The experimental results and benchmark performance
QwenLong was tested against seven benchmarks for document QA in long contexts. These included DocMath and Frames. The 32B version, QwenLong-L1-32BIt is a strong performer in the empirical realm.
- This model outperforms baseline models like R1-Distill-Qwen-32B By: The 5.1 point scale It is more advanced than leading proprietary systems OpenAI-o3-mini You can also find out more about the following: Qwen3-235B-A22B.
- The performance of the company was comparable to Claude-3.7-Sonnet-ThinkingThis is a measure of competitive reasoning abilities under extreme circumstances.
- With increased sampling, the Pass@K average was able to improve. 73.7, surpassing DeepSeek-R1 You can also find out more about the following: OpenAI-o1-previewEven at low sample rates,.

Ablation studies confirmed the contributions of phased RL and retrospective sampling. Notably, RL played a decisive role in enabling emergent reasoning behaviors such as grounding, subgoal setting, verification, and backtracking—traits not effectively induced by supervised fine-tuning alone.

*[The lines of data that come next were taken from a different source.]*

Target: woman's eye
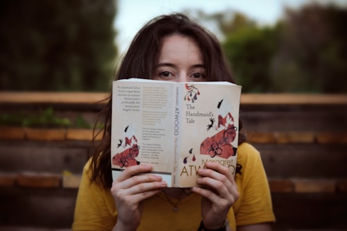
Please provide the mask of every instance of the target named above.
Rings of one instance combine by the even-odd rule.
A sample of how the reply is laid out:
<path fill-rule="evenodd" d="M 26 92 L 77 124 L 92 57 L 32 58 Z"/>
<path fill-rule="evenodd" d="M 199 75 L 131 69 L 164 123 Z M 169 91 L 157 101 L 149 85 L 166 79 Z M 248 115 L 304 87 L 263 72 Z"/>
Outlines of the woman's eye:
<path fill-rule="evenodd" d="M 159 74 L 159 76 L 160 77 L 165 77 L 165 78 L 169 78 L 169 77 L 173 77 L 174 74 L 171 73 L 170 71 L 162 71 Z"/>
<path fill-rule="evenodd" d="M 205 76 L 200 72 L 194 73 L 192 75 L 193 78 L 203 78 Z"/>

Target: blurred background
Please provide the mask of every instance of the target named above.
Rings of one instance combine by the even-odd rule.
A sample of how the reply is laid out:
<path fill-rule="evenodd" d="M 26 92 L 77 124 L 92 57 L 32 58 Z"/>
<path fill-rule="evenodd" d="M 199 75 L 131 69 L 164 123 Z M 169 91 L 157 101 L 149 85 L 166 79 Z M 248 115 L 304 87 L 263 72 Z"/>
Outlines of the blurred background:
<path fill-rule="evenodd" d="M 217 35 L 245 93 L 347 92 L 344 0 L 3 0 L 0 90 L 107 92 L 135 33 L 174 11 Z"/>
<path fill-rule="evenodd" d="M 273 230 L 347 230 L 346 0 L 0 1 L 0 230 L 71 230 L 117 64 L 173 12 L 216 35 L 242 85 Z"/>

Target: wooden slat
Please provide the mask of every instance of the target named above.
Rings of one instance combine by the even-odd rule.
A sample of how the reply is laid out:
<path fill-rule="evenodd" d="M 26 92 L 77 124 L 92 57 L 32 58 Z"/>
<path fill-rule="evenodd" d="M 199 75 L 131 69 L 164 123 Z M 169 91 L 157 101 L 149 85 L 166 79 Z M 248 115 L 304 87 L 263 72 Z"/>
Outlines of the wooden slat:
<path fill-rule="evenodd" d="M 241 104 L 347 104 L 346 94 L 245 94 Z"/>
<path fill-rule="evenodd" d="M 100 92 L 0 92 L 0 103 L 94 103 L 109 93 Z M 244 94 L 242 104 L 347 105 L 347 94 Z"/>

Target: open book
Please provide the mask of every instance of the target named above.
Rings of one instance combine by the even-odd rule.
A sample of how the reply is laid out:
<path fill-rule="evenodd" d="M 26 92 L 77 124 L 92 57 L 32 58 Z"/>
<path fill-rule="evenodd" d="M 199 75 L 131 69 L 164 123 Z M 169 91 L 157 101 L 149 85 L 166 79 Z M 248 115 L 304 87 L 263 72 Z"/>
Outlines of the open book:
<path fill-rule="evenodd" d="M 241 87 L 228 82 L 113 82 L 112 177 L 149 164 L 168 187 L 196 186 L 207 162 L 235 174 Z"/>

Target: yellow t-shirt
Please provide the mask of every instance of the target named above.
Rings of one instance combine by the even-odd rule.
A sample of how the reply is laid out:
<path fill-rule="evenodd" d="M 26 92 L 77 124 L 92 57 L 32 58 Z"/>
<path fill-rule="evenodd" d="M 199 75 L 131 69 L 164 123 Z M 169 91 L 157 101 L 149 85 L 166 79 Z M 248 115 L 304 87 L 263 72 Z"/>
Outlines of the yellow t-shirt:
<path fill-rule="evenodd" d="M 238 147 L 237 162 L 242 166 L 235 177 L 240 196 L 228 214 L 232 230 L 239 225 L 273 222 L 275 216 L 269 184 L 259 152 L 244 143 Z M 77 196 L 73 230 L 112 230 L 117 222 L 117 209 L 110 189 L 90 184 L 87 163 Z M 171 200 L 176 201 L 174 198 Z M 144 203 L 137 230 L 196 230 L 201 216 L 201 196 L 192 194 L 178 203 L 178 212 L 160 193 Z"/>

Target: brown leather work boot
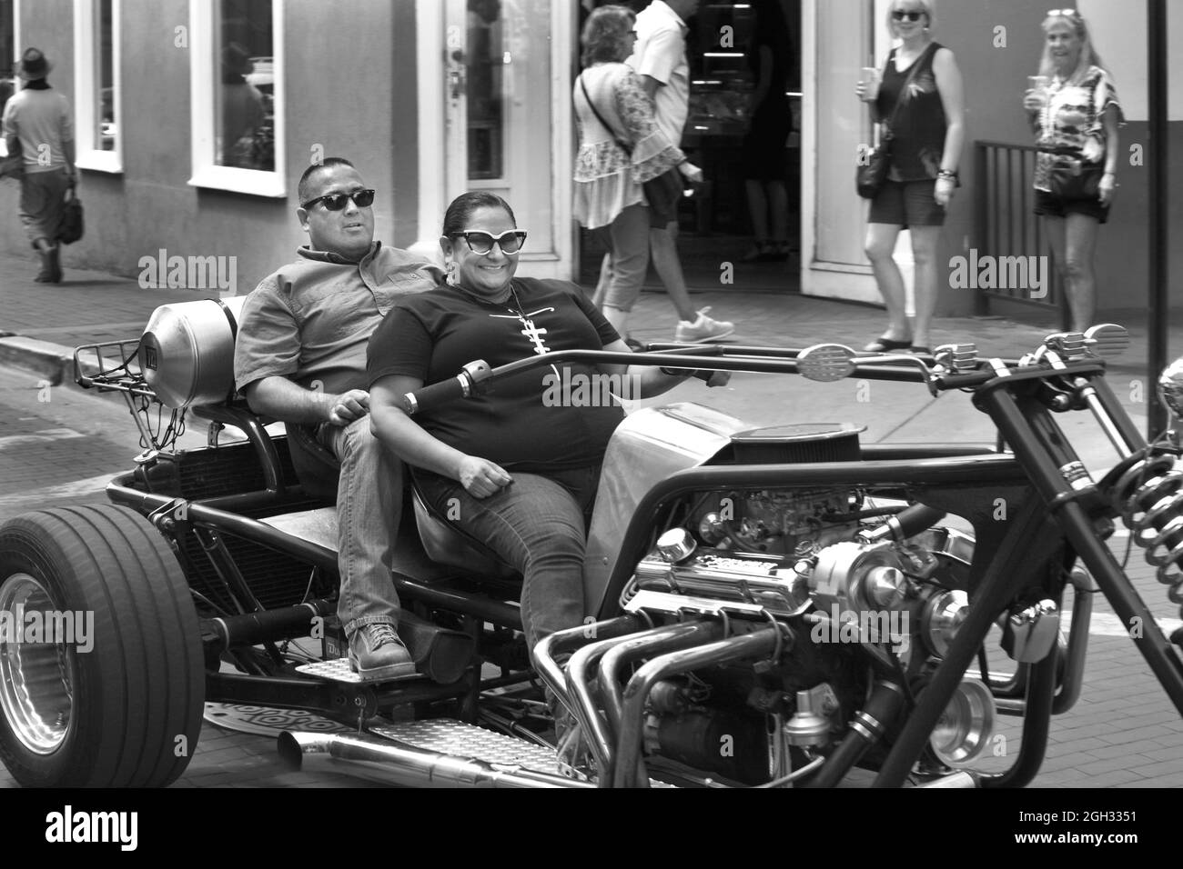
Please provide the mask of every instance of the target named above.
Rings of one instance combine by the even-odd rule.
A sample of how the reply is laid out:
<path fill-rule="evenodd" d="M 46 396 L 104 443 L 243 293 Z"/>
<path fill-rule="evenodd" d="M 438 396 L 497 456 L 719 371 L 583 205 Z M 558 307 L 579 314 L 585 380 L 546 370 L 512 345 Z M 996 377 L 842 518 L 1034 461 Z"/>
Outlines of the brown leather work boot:
<path fill-rule="evenodd" d="M 349 637 L 349 666 L 367 682 L 407 679 L 415 662 L 393 624 L 363 624 Z"/>

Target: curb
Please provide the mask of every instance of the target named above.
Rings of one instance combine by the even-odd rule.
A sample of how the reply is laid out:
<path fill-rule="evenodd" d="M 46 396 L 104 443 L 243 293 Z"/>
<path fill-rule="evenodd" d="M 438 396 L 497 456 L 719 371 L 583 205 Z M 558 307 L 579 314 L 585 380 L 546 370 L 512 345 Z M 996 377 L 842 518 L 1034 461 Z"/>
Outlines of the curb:
<path fill-rule="evenodd" d="M 72 374 L 73 350 L 8 332 L 6 337 L 0 337 L 0 364 L 32 371 L 47 381 L 44 385 L 59 387 L 66 374 Z"/>

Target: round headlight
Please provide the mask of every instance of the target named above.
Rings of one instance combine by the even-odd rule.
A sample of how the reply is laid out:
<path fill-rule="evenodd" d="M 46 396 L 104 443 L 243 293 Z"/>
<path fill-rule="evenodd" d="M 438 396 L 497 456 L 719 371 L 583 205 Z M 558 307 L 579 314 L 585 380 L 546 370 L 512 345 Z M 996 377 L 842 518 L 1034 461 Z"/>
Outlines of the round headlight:
<path fill-rule="evenodd" d="M 1183 356 L 1158 376 L 1158 398 L 1176 416 L 1183 416 Z"/>

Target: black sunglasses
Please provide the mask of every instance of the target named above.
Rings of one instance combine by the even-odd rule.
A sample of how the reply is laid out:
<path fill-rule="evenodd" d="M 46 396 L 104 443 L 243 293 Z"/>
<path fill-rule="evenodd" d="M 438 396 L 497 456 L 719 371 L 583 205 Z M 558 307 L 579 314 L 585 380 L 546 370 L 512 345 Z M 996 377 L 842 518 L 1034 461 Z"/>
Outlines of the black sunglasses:
<path fill-rule="evenodd" d="M 324 207 L 330 212 L 340 212 L 349 200 L 353 200 L 354 205 L 358 208 L 366 208 L 374 202 L 374 190 L 354 190 L 353 193 L 334 193 L 330 196 L 317 196 L 316 199 L 310 199 L 300 208 L 311 208 L 317 202 L 324 202 Z"/>
<path fill-rule="evenodd" d="M 522 229 L 509 229 L 500 235 L 491 235 L 486 232 L 452 233 L 453 238 L 463 238 L 468 242 L 468 249 L 473 253 L 492 253 L 496 241 L 502 248 L 502 253 L 517 253 L 525 244 L 525 232 Z"/>

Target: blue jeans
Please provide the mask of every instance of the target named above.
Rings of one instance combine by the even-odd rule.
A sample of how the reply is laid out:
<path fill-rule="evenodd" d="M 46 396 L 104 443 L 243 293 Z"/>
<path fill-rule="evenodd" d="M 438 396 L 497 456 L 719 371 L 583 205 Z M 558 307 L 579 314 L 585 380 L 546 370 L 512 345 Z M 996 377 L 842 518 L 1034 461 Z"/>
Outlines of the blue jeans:
<path fill-rule="evenodd" d="M 633 310 L 649 267 L 649 209 L 632 205 L 606 227 L 593 231 L 608 245 L 592 301 L 597 307 Z"/>
<path fill-rule="evenodd" d="M 441 515 L 522 572 L 522 624 L 532 650 L 548 634 L 583 623 L 583 549 L 600 467 L 511 475 L 512 484 L 483 499 L 437 474 L 415 479 Z"/>
<path fill-rule="evenodd" d="M 402 513 L 402 461 L 370 433 L 369 415 L 322 424 L 317 440 L 341 462 L 337 481 L 337 617 L 347 635 L 363 624 L 399 623 L 390 557 Z"/>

The conclusion of the article is:
QwenLong L1 is a systematized approach for equipping LRMs to have robust reasoning abilities in long contexts through reinforcement learning. By combining curriculum-driven context-scaling, supervised initialization and hybrid evaluation, its design bridges a gap between expertise in short-contexts and information-dense environment demands. It not only achieves the best results in long-context benchmarks, it also displays how interpretable patterns of reasoning emerges during training.

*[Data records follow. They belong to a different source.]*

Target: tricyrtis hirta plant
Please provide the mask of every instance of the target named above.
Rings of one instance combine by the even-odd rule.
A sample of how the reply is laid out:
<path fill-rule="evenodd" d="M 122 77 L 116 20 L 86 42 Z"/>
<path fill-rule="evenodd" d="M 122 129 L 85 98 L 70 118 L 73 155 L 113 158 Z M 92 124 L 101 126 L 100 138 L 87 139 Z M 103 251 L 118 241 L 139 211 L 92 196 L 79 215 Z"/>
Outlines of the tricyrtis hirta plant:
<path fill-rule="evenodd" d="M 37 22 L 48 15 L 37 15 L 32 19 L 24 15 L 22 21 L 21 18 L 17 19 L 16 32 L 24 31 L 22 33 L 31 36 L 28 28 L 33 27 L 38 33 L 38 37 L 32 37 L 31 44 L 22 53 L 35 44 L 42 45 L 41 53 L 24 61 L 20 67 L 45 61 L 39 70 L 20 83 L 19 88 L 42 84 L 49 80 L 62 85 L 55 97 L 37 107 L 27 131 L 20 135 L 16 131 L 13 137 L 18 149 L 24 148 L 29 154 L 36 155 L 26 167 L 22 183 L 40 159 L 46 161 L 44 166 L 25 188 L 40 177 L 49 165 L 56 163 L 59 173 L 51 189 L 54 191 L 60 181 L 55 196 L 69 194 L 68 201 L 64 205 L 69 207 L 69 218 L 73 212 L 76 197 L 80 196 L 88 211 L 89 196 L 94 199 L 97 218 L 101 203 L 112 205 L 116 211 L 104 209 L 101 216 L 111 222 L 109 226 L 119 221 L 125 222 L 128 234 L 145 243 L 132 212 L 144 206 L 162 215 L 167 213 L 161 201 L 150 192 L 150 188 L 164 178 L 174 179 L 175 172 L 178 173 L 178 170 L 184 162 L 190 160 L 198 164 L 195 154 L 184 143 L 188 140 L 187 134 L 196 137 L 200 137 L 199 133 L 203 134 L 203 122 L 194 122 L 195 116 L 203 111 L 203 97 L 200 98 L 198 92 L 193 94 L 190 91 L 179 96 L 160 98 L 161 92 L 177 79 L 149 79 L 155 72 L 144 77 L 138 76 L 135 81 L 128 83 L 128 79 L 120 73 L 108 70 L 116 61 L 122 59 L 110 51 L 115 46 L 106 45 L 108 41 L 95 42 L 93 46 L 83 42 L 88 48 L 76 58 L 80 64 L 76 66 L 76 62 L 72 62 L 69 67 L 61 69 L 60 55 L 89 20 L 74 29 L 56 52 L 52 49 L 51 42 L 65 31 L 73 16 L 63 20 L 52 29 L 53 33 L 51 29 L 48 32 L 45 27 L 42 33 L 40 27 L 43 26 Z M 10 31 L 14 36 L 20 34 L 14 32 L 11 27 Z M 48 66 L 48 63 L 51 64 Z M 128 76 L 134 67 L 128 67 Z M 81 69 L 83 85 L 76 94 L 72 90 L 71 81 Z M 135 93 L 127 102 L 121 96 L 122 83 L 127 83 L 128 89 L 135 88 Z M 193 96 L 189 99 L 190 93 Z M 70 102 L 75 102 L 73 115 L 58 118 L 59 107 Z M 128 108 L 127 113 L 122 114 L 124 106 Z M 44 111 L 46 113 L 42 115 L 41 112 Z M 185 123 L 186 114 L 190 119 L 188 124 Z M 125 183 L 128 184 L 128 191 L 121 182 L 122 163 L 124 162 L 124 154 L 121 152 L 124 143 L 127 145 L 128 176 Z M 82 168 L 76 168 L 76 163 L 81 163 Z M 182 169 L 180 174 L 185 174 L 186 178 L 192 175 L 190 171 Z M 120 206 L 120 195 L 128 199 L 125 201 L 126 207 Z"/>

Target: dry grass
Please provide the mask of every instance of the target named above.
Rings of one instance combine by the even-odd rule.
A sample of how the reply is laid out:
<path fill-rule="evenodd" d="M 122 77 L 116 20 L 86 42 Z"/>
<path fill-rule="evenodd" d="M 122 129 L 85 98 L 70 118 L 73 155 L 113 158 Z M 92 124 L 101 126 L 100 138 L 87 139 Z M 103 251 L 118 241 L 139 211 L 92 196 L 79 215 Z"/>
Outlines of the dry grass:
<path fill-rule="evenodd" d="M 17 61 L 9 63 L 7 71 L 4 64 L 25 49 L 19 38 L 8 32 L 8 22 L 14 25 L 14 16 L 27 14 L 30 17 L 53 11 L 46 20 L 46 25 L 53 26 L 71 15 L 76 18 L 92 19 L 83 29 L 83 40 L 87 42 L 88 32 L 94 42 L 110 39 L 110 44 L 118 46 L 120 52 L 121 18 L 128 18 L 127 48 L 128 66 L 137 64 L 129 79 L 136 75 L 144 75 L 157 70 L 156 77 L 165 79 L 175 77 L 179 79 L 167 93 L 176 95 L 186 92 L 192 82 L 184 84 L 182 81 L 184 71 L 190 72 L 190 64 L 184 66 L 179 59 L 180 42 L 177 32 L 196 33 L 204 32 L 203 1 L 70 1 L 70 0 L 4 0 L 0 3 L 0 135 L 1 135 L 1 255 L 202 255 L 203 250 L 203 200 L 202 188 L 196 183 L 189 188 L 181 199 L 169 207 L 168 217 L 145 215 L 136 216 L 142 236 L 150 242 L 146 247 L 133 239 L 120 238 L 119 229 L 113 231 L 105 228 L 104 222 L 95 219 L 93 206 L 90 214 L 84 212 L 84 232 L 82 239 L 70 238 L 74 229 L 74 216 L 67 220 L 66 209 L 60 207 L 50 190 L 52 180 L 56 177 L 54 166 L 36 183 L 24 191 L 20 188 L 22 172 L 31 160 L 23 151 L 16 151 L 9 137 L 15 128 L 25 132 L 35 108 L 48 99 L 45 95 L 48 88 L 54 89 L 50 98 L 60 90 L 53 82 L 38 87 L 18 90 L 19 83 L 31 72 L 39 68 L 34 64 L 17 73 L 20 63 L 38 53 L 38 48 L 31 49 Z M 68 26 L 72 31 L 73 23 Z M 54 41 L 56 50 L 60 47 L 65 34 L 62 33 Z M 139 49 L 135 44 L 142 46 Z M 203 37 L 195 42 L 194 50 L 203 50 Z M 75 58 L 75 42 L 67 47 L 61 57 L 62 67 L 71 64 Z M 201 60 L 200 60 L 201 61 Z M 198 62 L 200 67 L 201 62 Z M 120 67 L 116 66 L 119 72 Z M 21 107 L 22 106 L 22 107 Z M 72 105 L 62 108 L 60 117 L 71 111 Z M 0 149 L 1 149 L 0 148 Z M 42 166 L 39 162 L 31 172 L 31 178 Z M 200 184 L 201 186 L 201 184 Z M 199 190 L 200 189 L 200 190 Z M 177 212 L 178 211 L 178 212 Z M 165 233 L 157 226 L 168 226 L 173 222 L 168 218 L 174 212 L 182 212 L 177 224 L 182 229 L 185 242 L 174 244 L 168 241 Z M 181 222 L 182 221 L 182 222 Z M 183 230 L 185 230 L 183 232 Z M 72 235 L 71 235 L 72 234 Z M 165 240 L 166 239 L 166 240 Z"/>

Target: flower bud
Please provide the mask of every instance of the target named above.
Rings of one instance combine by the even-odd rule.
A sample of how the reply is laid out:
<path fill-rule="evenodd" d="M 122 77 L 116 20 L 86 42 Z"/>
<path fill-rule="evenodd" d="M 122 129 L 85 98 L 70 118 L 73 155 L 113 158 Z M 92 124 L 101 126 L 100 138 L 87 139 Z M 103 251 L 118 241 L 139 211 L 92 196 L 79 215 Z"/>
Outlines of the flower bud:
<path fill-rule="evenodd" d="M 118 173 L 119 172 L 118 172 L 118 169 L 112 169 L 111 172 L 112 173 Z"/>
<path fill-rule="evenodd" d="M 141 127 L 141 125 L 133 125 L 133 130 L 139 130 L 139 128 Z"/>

Click here to find out more Paper, Model on Hugging Face You can also find out more about the following: GitHub Page. The researchers are the sole owners of all credit. Also, feel free to follow us on Twitter Join our Facebook group! 95k+ ML SubReddit Subscribe now our Newsletter.
Asif Razzaq, CEO of Marktechpost Media Inc. is a visionary engineer and entrepreneur who is dedicated to harnessing Artificial Intelligence’s potential for the social good. Marktechpost was his most recent venture. This platform, which focuses on machine learning and deep-learning news, is easy to read and understand and is praised for its technical accuracy. Over 2 million views per month are a testament to the platform’s popularity.